Falck v. Commissioner

Goodrich,

dissenting: Except as to Docket No. 20452, I dissent from the majority opinion. I agree that whether the common stock had a “ readily realizable market value ” has nothing to do with the case. I agree also that section 202 (d) (1) is controlling here, that the new stocks received take the basis of the old stock for which exchanged, and that article 1567 of Regulations 62, having been approved as reasonable, should be applied in determining gain or loss upon subsequent sale of the stocks, or a part thereof, so acquired. The article requires that a “ fair apportionment ” of cost basis be allocated to each class of securities in “ that proportion which the market value of the particular class bears to the market value of all securities received on the date of the exchange.” The respondent has made an apportionment which is upheld by the prevailing opinion on the ground that petitioners have failed to overcome the presumptive correctness with which his determinations are armored — have failed to prove that the common stock had a market value different from that assigned to it by respondent. At this point I disagree. The evidence in this record is sufficient to convince me that the common stock had no market value, or if it had, that the value was not known, and that showing, in my opinion, is sufficient to overcome the presumptive correctness of respondent’s determination of market value upon which he bases his apportionment. The stock undoubtedly was valuable and conceivably might have been sold at some price, but as to what that price would be, and whether it would be market value, we can only guess. Its book value and perhaps its intrinsic value might be determined quite accurately, but such values are not *1369necessarily the market value, as that term has been so often judicially defined. Since the regulation requires the apportionment to be based upon a comparison of the market values of the two classes of securities, it need not be argued that, in the absence of one of those factors, it is not possible nor practicable to make a “ fair apportionment ” between them by the method prescribed.

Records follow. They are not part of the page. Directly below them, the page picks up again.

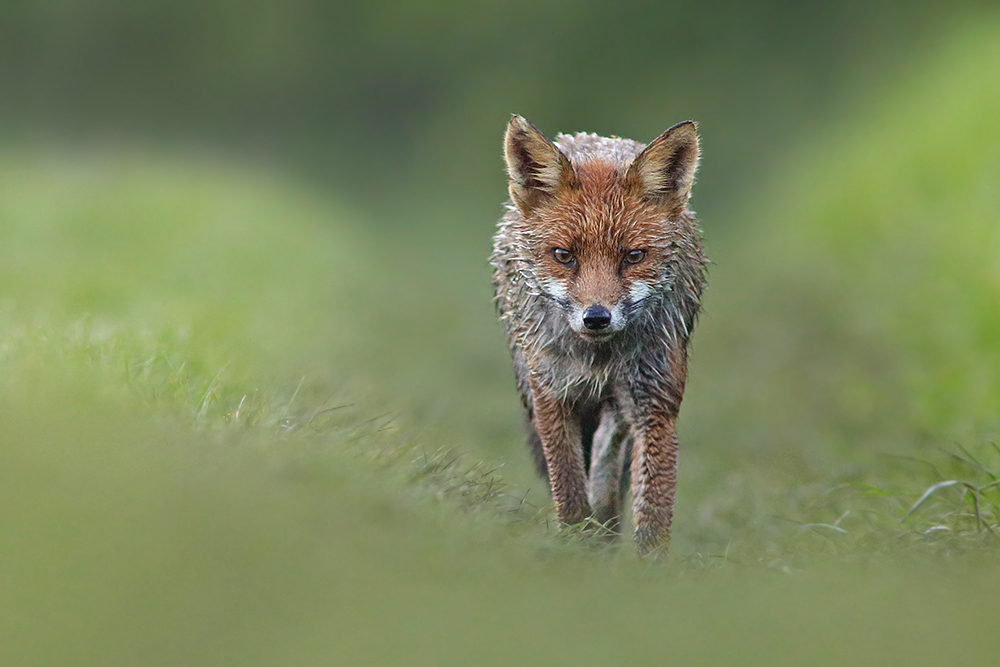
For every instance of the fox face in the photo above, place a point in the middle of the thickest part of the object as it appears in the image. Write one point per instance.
(604, 235)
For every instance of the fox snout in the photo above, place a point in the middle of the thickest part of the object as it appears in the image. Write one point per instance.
(597, 318)
(595, 321)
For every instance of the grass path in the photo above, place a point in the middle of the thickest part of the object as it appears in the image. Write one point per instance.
(242, 427)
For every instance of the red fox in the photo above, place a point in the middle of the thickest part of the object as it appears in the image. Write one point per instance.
(598, 269)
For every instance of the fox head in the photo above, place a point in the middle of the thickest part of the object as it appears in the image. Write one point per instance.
(604, 231)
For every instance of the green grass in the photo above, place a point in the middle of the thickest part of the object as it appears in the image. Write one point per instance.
(243, 426)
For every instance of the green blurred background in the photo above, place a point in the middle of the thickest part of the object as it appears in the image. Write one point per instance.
(256, 409)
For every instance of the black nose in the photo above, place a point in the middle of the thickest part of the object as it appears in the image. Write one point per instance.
(596, 318)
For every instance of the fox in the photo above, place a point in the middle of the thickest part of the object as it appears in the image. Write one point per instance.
(598, 273)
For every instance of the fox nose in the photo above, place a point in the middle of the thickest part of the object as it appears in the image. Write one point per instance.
(596, 318)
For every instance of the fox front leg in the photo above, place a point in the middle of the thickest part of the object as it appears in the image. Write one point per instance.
(559, 431)
(654, 398)
(604, 488)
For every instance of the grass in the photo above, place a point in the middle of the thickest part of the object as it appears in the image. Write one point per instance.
(242, 426)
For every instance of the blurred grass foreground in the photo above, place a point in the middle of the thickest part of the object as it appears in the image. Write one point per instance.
(241, 426)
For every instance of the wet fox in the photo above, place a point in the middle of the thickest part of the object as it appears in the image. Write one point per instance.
(598, 269)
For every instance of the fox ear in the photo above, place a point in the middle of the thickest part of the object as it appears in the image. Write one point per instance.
(538, 170)
(664, 172)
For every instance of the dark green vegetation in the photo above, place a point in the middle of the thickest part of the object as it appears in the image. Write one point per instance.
(244, 426)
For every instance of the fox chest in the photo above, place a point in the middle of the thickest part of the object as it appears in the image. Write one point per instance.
(579, 378)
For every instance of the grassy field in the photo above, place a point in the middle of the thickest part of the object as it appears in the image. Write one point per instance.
(245, 426)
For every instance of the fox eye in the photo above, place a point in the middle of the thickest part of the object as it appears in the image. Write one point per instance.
(563, 256)
(635, 256)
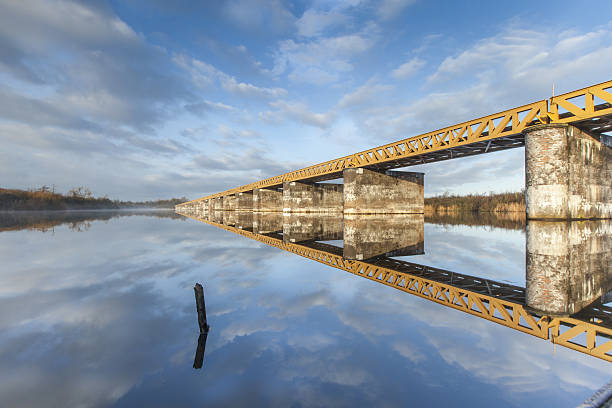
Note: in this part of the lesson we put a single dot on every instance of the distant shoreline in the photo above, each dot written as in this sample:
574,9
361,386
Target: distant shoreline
77,199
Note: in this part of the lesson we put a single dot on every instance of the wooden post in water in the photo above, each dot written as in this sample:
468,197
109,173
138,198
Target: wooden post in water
201,308
204,327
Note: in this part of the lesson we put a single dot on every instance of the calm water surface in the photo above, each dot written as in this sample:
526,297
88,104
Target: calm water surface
101,313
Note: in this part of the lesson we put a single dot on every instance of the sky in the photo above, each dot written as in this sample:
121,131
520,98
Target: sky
149,99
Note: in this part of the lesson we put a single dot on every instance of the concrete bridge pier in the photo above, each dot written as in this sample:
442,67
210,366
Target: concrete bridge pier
367,236
569,264
383,192
217,204
311,227
229,217
244,201
244,220
267,222
568,174
229,202
300,197
268,200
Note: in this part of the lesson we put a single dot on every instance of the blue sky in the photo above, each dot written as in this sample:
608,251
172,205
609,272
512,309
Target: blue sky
151,99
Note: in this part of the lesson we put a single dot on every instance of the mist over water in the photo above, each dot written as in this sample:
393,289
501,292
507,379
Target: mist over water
99,311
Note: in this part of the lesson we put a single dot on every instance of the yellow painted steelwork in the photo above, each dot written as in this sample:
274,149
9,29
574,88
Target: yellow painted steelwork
579,106
564,331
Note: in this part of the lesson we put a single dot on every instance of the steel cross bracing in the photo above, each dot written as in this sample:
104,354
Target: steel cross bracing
494,301
588,108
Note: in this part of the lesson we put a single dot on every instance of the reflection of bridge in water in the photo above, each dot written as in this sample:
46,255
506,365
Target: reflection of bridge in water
567,270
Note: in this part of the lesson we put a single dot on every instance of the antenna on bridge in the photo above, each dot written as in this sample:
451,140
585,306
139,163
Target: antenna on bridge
553,90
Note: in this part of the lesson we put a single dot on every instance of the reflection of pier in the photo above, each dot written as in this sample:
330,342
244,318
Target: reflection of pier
568,264
588,330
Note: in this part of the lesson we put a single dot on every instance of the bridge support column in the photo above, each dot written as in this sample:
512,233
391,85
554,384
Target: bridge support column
266,223
303,227
568,264
267,200
367,236
568,174
244,201
203,207
390,192
217,204
301,197
229,203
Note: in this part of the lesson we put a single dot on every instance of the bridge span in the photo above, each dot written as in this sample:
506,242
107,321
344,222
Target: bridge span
568,159
584,324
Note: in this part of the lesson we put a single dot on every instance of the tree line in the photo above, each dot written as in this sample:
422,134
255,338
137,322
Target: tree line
474,203
77,198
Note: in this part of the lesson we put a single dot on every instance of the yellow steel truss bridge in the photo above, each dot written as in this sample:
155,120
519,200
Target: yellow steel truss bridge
589,331
588,108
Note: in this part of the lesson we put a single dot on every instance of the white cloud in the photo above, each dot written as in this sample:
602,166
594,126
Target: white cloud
408,69
205,75
392,8
368,93
529,59
298,112
313,23
268,15
323,60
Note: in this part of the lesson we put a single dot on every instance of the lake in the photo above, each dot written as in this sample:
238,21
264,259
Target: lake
98,309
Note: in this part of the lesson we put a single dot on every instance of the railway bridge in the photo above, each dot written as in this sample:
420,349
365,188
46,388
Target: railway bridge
568,160
571,309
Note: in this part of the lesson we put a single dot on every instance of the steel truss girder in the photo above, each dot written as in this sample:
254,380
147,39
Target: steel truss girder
493,301
581,107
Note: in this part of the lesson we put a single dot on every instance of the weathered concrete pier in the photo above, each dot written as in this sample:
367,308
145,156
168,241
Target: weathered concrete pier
369,236
569,173
569,264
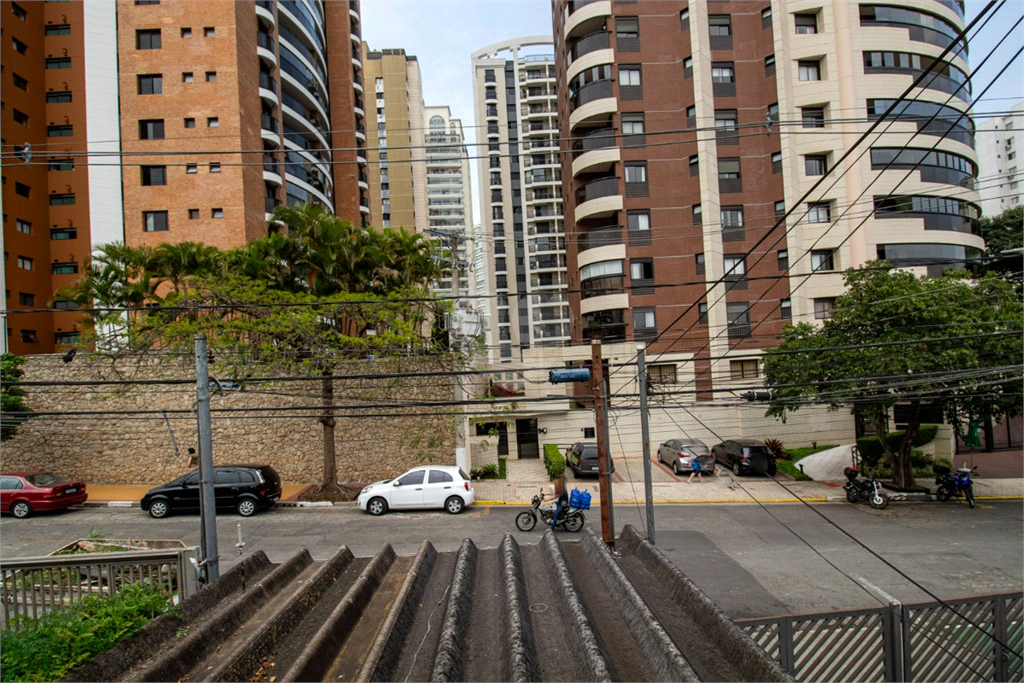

I realize that upon occasion, because of statutory requirements, a value, such as a fair market value as of March 1, 1913, or as of the date of death of a decedent must be determined, and that such determination, be it accurate or inaccurate, if reasonably bottomed upon fact, must be used as a basis for the computation of statutory tax liabilities. No such necessity confronts us here. We are seeking only to determine whether this common stock had a market value, so that it is possible or practicable to make an apportionment of a cost basis between it and a preferred stock of known market value. My conclusion is that its market value at the time received upon exchange was unknown and I see no necessity to attempt to fix that value) by guess or to attribute to a stock of unknown market value, by means of arbitrary mathematical formulae, a portion of the cost basis, as respondent has done.

Therefore, in my opinion, the market value of the preferred stock received in the exchange should be applied against the basis of the original property and no profit on the sale of any of the property received will be realized until, out of the proceeds of such sales, shall have been recovered the entire cost o'f the original property.